Line Oddskool wrote:
John Maddock wrote:
The way to find out which sub-expression matched is simply:
match_results<something> what; ... for(unsigned i = 1; i < what.size(); ++i) { if(what[i].matched) std:cout << "sub-expression " << i << " matched " << what[i] << std::endl; }
First, thanks for the reply, it's nearly what I need ;)

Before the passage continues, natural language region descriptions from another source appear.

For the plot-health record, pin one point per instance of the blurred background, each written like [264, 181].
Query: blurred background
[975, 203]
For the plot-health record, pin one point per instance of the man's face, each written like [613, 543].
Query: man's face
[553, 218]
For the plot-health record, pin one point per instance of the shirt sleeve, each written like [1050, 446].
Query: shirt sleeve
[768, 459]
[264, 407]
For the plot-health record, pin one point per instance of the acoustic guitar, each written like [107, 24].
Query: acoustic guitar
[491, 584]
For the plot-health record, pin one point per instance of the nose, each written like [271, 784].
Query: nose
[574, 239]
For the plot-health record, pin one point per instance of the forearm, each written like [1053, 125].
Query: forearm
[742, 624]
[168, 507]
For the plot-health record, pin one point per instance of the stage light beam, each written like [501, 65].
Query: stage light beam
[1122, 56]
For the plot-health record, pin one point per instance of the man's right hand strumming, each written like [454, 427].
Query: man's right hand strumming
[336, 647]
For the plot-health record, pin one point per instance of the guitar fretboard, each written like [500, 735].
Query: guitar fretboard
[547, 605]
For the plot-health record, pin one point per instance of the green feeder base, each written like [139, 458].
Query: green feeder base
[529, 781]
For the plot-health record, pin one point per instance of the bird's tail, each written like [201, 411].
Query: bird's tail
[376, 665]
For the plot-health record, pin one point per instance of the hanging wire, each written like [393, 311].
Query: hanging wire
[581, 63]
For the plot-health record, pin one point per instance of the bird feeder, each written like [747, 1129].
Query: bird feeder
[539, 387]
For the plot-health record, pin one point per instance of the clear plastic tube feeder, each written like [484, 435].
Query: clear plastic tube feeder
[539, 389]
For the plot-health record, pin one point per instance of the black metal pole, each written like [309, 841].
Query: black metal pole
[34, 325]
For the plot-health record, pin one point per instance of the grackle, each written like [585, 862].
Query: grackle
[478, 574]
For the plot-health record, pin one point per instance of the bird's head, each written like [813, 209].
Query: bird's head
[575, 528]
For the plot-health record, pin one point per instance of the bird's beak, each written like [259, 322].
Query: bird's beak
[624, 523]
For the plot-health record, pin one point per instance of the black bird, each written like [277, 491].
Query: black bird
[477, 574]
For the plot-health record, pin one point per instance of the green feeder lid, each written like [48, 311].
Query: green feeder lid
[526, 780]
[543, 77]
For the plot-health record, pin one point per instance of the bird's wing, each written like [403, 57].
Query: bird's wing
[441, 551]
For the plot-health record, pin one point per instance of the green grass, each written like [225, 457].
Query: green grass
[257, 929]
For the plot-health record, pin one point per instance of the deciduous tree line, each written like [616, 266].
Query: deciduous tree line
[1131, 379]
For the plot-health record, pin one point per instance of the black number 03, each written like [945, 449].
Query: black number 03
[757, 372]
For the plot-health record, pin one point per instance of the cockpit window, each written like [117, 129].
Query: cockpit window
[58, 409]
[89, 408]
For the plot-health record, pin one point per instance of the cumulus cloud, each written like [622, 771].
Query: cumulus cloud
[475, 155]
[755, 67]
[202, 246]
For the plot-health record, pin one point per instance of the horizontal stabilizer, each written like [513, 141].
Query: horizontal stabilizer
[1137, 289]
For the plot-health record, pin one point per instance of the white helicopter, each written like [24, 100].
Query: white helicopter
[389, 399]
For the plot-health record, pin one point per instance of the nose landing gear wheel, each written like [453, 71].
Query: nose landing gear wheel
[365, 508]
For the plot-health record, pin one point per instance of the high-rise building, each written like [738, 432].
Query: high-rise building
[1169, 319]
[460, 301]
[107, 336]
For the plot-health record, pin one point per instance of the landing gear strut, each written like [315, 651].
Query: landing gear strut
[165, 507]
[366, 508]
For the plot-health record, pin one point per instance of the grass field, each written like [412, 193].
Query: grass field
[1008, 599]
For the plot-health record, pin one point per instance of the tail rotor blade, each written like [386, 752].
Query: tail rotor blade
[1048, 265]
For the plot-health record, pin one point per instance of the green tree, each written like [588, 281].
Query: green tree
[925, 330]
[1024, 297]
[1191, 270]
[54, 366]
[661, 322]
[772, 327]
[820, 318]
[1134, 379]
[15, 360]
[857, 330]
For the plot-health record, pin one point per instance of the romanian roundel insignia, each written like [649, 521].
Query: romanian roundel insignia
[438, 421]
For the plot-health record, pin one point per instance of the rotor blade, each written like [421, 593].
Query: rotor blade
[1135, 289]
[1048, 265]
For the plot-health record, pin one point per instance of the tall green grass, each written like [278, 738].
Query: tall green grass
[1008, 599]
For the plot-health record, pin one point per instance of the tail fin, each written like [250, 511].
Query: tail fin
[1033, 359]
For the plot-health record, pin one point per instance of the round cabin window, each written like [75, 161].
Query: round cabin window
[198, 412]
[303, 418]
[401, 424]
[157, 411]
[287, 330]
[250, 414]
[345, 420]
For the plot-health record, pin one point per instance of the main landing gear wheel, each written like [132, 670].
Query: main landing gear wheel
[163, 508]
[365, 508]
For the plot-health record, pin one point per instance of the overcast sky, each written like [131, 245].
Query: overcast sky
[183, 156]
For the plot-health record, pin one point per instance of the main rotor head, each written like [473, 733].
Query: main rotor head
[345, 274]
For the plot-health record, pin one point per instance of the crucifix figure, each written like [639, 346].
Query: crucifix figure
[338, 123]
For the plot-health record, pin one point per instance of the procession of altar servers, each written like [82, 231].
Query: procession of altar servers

Actually, either I misunderstood something or is this code giving me just the first part in the regex that matches ?
e.g. if I try
<code>
std::string myString ="jayjay"; std::string myRegexSearch = "(ay)|(j)(?=[aeiouy])";
boost:regex* myRegexp = new boost::regex (myRegexSearch, boost::regex::normal);
boost::cmatch what;
boost::regex_search (myString , what, *myRegexp);
for(unsigned _ = 1; _ < what.size(); ++_) { if(what[_].matched) printf("rule [%d] matched '%s'\n",_,what[_]); } delete myRegexp;
</code>
The output is
rule [2] matched 'jayjay'
where I expected it to tell me "rule 1" and "rule 2" matched!
Am I missing something?
Well I'm amazed your computer didn't explode in a ball of flame when you passed a structure (boost::sub_match) by value to printf :-) Hint: match_results::operator[] does *not* return a null-terminated string. But apart from that if you want to search through all the occurances of the expression in the text, then use regex_iterator: std::string mystring = whatever; boost::regex e(myregex); boost::sregex_iterator i(e, mystring.begin(), mystring.end()), j; while(i != j) { for(unsigned sub = 1; sub < what.size(); ++sub) { if((*i)[sub].matched) std::cout << (*i)[sub] << std::endl; } } HTH, John.